Description by the publisher:
Destined to be a classic, this "powerfully moving" (Chad Harbach, The Art of Fielding), multigenerational debut novel of an Irish-American family is nothing short of a “masterwork” (Joshua Ferris, Then We Came to the End).
Born in 1941, Eileen Tumulty is raised by her Irish immigrant parents in Woodside, Queens, in an apartment where the mood swings between heartbreak and hilarity, depending on whether guests are over and how much alcohol has been consumed.
When Eileen meets Ed Leary, a scientist whose bearing is nothing like those of the men she grew up with, she thinks she’s found the perfect partner to deliver her to the cosmopolitan world she longs to inhabit. They marry, and Eileen quickly discovers Ed doesn’t aspire to the same, ever bigger, stakes in the American Dream.
Eileen encourages her husband to want more: a better job, better friends, a better house, but as years pass it becomes clear that his growing reluctance is part of a deeper psychological shift. An inescapable darkness enters their lives, and Eileen and Ed and their son Connell try desperately to hold together a semblance of the reality they have known, and to preserve, against long odds, an idea they have cherished of the future.
Through the Learys, novelist Matthew Thomas charts the story of the American Century, particularly the promise of domestic bliss and economic prosperity that captured hearts and minds after WWII. The result is a riveting and affecting work of art; one that reminds us that life is more than a tally of victories and defeats, that we live to love and be loved, and that we should tell each other so before the moment slips away.
Epic in scope, heroic in character, masterful in prose, We Are Not Ourselves heralds the arrival of a major new talent in contemporary fiction.
Price: 11,34 € Kindle Edition, 19,38 € Hardcover (today prices @ Amazon.de)
Note: Expected publication date is September 2nd 2014 so there might still be changes possible. It is available @ Netgalley.com.
My honest opinion:
This book is a family story with epic dimensions which impressed me very much. I still feel emotionally touched and some scenes come back to my mind hours after putting that book down (and I feel like I'll think about this book tomorrow and next week ...).
This book wasn't perfect though: I had some hard times reading the first half of the book because the author is very detailed sometimes and I never knew whether an event would be important for the further story. In fact I hardly knew where the story would lead, what's the point of it. But after the first half and discovering the 'real issue' of the book I thought it was brilliant to invest that much time into character developement.
And I have to just say that. The characters of this book are very very well described. They came very much to life for me.
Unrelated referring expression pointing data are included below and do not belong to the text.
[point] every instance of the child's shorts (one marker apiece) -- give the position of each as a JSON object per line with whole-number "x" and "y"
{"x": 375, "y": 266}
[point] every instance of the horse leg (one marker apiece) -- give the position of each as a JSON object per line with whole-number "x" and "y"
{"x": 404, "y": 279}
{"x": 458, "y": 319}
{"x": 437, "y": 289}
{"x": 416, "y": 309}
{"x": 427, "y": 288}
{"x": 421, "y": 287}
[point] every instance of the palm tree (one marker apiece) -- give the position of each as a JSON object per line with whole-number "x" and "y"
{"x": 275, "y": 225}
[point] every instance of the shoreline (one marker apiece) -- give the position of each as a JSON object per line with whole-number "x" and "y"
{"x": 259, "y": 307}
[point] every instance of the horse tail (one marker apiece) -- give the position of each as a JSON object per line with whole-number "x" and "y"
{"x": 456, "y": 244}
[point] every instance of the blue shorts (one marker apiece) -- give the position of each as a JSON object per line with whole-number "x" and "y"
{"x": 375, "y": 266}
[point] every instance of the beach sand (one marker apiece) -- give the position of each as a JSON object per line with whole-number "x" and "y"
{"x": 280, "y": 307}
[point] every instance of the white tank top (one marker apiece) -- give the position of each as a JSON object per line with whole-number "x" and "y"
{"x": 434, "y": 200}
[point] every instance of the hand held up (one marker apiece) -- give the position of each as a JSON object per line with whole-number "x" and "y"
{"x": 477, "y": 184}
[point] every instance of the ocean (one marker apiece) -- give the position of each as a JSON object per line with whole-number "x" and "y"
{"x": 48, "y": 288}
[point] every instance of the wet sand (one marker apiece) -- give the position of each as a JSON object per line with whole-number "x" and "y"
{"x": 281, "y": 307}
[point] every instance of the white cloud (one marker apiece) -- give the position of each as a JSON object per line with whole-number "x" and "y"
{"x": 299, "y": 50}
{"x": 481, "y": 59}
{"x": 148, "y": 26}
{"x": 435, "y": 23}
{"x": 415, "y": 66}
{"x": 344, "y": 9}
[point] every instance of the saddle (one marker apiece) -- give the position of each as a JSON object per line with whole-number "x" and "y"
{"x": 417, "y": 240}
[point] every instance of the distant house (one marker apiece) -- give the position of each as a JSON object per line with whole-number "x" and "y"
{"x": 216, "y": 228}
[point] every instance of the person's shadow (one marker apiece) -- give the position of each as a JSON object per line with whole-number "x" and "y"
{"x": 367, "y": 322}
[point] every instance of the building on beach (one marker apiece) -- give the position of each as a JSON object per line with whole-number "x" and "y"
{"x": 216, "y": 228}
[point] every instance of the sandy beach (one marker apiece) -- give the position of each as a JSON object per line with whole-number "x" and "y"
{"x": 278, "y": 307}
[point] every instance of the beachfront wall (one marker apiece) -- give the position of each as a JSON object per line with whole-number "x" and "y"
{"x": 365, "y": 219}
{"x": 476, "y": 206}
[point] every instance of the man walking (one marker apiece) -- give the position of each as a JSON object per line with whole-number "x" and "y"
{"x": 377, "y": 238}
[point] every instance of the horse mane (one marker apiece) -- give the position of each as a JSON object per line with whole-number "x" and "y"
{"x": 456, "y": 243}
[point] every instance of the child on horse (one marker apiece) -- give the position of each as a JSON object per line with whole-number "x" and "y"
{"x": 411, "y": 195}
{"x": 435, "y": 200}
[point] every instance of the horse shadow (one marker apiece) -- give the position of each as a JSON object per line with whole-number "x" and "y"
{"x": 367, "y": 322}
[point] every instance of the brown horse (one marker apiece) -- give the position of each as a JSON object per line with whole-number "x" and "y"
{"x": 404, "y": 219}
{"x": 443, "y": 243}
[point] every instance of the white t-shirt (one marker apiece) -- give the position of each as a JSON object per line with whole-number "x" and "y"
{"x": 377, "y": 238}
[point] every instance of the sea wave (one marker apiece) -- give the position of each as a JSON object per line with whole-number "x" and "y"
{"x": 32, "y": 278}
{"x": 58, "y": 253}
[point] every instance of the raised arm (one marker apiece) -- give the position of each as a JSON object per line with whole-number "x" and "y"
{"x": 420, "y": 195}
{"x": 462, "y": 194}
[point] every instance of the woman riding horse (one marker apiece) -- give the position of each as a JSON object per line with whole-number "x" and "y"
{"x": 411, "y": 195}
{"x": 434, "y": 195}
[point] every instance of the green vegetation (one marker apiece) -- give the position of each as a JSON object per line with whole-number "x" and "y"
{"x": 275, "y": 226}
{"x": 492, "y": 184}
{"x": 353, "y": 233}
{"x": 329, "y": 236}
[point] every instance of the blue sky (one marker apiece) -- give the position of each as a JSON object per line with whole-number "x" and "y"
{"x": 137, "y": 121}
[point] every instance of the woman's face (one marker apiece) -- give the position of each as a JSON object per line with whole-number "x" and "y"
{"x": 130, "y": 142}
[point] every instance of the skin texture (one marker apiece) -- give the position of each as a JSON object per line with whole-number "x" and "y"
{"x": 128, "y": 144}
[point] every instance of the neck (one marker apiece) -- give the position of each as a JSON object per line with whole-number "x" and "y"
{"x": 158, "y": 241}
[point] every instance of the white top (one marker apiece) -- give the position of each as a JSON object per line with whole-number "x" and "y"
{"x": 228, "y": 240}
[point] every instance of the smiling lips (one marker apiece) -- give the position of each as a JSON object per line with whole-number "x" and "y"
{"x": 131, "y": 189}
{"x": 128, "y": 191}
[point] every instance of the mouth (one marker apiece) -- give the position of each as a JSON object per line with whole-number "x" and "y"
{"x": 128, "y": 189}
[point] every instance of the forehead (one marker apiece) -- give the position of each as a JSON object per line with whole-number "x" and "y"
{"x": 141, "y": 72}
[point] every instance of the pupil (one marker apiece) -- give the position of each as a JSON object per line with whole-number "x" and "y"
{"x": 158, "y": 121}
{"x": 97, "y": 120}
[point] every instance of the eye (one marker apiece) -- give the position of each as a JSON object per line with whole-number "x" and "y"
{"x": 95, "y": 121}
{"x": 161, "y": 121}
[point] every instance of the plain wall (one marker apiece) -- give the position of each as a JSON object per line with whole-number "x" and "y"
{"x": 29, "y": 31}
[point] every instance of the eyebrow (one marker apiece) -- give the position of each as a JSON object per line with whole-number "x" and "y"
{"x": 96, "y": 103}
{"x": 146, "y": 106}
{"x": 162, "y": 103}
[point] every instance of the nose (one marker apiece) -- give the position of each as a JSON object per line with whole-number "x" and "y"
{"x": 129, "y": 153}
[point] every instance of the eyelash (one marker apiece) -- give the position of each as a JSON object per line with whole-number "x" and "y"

For instance I talked with my best friend about this book (He will not read this book because he's a pure science-fiction reader.) and every time when I talked with him about the characters it was as if I really knew that people. I said: "Oh man, I hope [The Character]'s going to be alright" or "Do you want to know what's further happened with [the character]?" and then we talked about this people and their problems. Generally it doesn't happen often I talk so intensively about a book but I wanted to talk a lot about this one.
As I said the first half of the book wasn't that good and I think it could have been a little bit shorter. But once I was through I almost couldn't stop reading although I knew what the logical conclusion of that 'inescapable darkness' that enters the life of the family must be. I will not give away what that 'darkness' or 'the real issue' might be because I think it is important the reader does not know beforehand. For instance while reading the book I speculated very often and I also think it would keep some potential readers from reading this touching and somewhat important book.
Most of the story is told by Eileen, starting in 1950 and ending in the 2000s.Later in the book there are some changes in perspective. The first one did disturb me a little bit. The following ones very easier to read as they happened more frequently. I did not always like Eileen but she's still a rather strong character with a well defined will. I liked his husband Ed - a scientist - very much although I rolled my eyes when Eileen met him in the book (he seemed to be the perfect guy: athletic, intelligent, good looking - all the clichés). But he's also modest, likeable and a passionate teacher at the university. I'm also into science so I could identify whith him a little bit.
Although the book wasn't perfect in every sense I rate it 5 stars. I feel like that book deserves them for touching me so immensely.
Thanks to Simon and Shuster for a digital copy of that book.